Damn!
Ia merutuki Ivana dalam hati. Wanita itu kini membuatnya merasa kehilangan seseorang lagi selain Liana, tapi ia juga berterima kasih karena telah membuatnya merasa menjadi seorang ayah. Hal yang juga menjadi salah satu ketakutanya. Mengingat Liana...,
Dadanya kembali menyesak, senyuman wanita itu juga masih bisa ia rasakan di dalam kamar ini. Sebutir buliran bening menetes kembali, ia merasa menjadi cengeng setelah bertemu Liana. Benarkah cinta itu mampu membuat hati seseorang yang seperti karang menjadi lunak?
* * *
Rizal mulai menyiapkan barang-barang untuk membuat sarapan pagi yang cocok, saat mencari pisau di dalam rak, matanya menemukan sesuatu di tong sampah yang masih bersih itu. Ia menatapinya lama sebelum memungutnya, sweter yang Liana buat untuk Nicky!
Kenapa Liana membuangnya? Â
Benarkah wanita itu ingin mengubur Nicky dari hidupnya?
Tapi jika itu membuat keadaan menjadi lebih baik, mungkin memang itu yang harus di lakukan.
Nicky masih mengingat semua yang di ucapkan Liana kemarin selama perjalanan, tentu ia tak akan melupakan hal itu. Terutama mata sembabnya yang selalu berpura-pura tegar. Tapi sesungguhnya, ia tak tahu bagaimana harus memulai saat bertemu wanita itu, apakah ia akan sanggup menatap matanya?

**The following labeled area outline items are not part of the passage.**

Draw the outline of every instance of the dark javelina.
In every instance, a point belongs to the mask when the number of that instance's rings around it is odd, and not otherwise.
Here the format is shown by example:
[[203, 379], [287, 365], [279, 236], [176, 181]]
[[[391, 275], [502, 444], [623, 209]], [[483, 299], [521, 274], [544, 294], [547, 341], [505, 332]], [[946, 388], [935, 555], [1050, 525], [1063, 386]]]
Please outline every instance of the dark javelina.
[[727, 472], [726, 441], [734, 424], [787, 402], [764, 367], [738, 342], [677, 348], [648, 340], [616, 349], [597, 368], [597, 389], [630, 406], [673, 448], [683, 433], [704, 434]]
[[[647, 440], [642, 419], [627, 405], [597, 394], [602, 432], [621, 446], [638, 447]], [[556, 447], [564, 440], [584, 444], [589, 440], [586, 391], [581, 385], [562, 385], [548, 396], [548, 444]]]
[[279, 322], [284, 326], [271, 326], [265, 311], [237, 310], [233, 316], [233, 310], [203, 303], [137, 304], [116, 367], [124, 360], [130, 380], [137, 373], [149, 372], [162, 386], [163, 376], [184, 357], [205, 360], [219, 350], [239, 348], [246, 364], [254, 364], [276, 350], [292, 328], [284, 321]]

Tapi bagaimanapun ia tetap harus menemuinya, jika Liana tak mau menyisakan maaf lagi untuknya, ia akan menerima. Tapi ia tidak akan membiarkan wanita itu pergi lagi dari hidupnya, karena kepergian Liana telah membunuh sebagian jiwanya. Membuat kekosongannya kian nyata, ia kembali merasa menjadi batu karang ketika wanita itu pergi.
"Kau harus makan meski hanya sedikit!" bujuk Rizal, sendok masih di tangannya, melayang di udara. Karena Liana tak bereaksi iapun menaruhnya kembali ke dalam mangkok di atas meja.